Punches were traded and chairs thrown after a brawl broke out in Uganda's parliament as MPs debated the controversial removal of the presidential age limit.

MPs exchanged blows and kicks, with some using microphone stands as crude weapons in the melee, which saw two female lawmakers carried out of the chamber after collapsing.

Tempers flared on Wednesday (27 September) after it was alleged an MP had brought a gun into the chamber, the speaker ordered a search but no firearm was found. The incident lasted around 20 minutes, and was the second day of fighting over this matter.

The age limit issue is controversial because long-serving President Yoweri Museveni is 73-years-old and the maximum age for re-election is capped at 75.

Museveni has been in power since 1986 and is increasingly accused of being an autocrat while failing to curb corruption in the East African state.

The current constitutional age limit would prevent him from standing for a sixth term in the 2021 elections. A previous two-term limit was scrapped in 2005 to allow President Museveni to stand for a third term.

Uganda Communications Commission fired off a warning to radio and television stations not to show live broadcasts that would "promote a culture of violence ... and are likely to create public insecurity".

No broadcaster aired the brawl, but some posted clips of the incident on their Twitter feeds.

The fracas in the Ugandan chamber is part of a long line of bust-ups in parliaments across the world captured on TV in recent years.

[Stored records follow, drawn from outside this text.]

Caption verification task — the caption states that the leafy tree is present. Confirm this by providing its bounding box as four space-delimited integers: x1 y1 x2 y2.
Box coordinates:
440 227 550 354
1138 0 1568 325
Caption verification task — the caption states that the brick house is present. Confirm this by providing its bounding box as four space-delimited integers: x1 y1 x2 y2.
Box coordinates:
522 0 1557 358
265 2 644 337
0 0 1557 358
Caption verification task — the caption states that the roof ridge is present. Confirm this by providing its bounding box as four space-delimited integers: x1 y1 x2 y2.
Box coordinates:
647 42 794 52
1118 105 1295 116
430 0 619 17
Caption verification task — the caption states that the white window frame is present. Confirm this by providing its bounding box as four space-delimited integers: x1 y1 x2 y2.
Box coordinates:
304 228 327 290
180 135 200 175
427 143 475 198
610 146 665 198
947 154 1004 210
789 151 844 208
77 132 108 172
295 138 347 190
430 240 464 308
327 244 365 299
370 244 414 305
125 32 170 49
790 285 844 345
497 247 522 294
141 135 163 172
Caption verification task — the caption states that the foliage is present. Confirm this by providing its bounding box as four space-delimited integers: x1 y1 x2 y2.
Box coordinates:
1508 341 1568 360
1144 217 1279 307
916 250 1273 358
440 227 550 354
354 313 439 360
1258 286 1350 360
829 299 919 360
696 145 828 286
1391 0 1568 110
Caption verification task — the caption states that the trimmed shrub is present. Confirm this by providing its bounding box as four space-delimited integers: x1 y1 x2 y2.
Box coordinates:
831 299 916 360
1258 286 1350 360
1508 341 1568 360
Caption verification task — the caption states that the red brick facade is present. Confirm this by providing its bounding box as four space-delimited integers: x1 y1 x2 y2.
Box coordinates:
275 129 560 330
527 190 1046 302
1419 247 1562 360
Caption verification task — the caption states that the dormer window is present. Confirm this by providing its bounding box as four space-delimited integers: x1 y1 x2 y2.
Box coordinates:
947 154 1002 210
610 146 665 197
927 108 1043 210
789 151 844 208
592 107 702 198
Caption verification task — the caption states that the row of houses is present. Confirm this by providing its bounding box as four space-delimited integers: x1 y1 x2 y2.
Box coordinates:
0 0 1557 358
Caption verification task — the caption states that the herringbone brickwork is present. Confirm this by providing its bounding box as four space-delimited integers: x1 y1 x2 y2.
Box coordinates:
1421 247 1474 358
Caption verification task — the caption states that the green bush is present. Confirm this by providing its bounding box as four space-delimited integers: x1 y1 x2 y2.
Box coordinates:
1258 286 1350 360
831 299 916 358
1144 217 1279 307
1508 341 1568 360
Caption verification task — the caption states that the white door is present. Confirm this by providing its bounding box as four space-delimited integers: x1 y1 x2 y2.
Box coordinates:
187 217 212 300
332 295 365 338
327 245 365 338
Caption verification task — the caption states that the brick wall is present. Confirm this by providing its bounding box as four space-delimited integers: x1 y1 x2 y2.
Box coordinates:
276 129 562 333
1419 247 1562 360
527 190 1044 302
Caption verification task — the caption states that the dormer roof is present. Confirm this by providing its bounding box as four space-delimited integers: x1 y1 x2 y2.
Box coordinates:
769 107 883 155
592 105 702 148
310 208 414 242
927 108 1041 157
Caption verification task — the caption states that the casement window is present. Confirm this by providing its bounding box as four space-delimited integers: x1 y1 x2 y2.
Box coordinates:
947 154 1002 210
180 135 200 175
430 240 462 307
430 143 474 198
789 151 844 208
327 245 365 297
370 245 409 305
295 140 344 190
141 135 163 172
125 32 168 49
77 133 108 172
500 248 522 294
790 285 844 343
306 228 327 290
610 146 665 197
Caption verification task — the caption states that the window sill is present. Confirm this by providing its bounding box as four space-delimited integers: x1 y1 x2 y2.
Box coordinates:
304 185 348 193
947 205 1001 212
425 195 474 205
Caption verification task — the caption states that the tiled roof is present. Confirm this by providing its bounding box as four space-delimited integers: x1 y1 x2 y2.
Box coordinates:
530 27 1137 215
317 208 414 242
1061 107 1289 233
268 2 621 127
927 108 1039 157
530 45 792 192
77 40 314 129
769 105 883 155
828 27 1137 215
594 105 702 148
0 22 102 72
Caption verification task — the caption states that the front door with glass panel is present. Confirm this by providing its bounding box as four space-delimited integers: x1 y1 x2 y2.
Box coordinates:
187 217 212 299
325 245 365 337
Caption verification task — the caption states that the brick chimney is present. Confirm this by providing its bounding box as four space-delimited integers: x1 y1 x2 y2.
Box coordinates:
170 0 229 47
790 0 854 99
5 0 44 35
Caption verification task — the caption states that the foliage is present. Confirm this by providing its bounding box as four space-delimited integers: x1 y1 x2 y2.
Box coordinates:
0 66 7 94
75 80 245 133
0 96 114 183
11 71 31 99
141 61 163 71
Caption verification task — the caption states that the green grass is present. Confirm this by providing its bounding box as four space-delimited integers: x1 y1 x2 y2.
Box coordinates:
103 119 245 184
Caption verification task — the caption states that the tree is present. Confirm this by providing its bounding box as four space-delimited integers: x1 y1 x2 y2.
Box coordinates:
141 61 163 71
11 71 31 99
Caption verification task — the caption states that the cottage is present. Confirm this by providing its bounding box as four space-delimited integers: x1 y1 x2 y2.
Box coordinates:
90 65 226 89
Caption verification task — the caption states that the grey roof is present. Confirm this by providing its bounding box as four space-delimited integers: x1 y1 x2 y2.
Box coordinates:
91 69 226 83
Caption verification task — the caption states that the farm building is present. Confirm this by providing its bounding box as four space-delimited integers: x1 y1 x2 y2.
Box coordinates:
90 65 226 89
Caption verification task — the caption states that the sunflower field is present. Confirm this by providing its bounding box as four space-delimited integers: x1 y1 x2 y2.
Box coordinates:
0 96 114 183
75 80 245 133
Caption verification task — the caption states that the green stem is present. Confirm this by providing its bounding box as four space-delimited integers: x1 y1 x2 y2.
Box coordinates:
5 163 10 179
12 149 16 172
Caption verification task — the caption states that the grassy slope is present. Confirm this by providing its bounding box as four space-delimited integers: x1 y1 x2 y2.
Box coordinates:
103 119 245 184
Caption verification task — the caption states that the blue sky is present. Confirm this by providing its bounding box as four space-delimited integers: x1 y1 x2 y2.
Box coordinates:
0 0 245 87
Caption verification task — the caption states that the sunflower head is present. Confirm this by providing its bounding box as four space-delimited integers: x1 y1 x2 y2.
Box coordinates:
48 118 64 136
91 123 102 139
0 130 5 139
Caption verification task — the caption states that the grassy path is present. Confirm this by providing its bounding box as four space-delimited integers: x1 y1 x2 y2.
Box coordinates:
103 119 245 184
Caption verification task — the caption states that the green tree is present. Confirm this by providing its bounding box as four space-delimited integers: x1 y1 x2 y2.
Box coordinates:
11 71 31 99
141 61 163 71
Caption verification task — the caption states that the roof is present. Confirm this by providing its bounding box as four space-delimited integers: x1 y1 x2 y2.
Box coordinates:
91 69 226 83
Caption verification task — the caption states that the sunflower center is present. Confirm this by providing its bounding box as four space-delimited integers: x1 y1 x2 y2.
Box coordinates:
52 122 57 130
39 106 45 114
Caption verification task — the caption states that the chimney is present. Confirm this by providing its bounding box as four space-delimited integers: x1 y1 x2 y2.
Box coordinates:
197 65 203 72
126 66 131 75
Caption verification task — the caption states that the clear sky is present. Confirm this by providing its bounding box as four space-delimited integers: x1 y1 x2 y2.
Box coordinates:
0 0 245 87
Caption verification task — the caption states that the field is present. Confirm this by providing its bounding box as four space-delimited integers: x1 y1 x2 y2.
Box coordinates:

Fights in the House: Hair-pulling and water balloons

In February, fighting broke out in South Africa's legislature during President Jacob Zuma's state-of-the-nation speech after the Economic Freedom Fighters party battled with security staff.

The far-left party constantly interrupted Zuma's speech, protesting at the series of scandals the President was mired in. The county's main opposition party also walked out in protest at the conduct of the African National Congress leader, before security personnel tried to restore order.

Fights in Taiwan's legislature are common and two days of brawling broke out in July as opposition lawmakers criticised an infrastructure plan put forward by the ruling Democratic Progressive Party, led by President Tsai Ing-wen.

Taiwan's voters saw their politicians punching and pulling each other's hair. They also threw water balloons at rivals.

In 2015 an MP sparked a brawl in the Ukrainian parliament when he handed the prime minister a bunch of red roses and then tried to forcibly remove him from his podium by hoisting him up by the crotch.

Prime Minister Arseniy Yatsenyuk was defending the record of his People's Front government in an annual statement. But when he appeared to blame an energy crisis on the rival Poroshenko Bloc party, one of its MPs, Oleh Barna, lifted him from the lectern, sparking the fracas as members of both parties rushed to protect their man.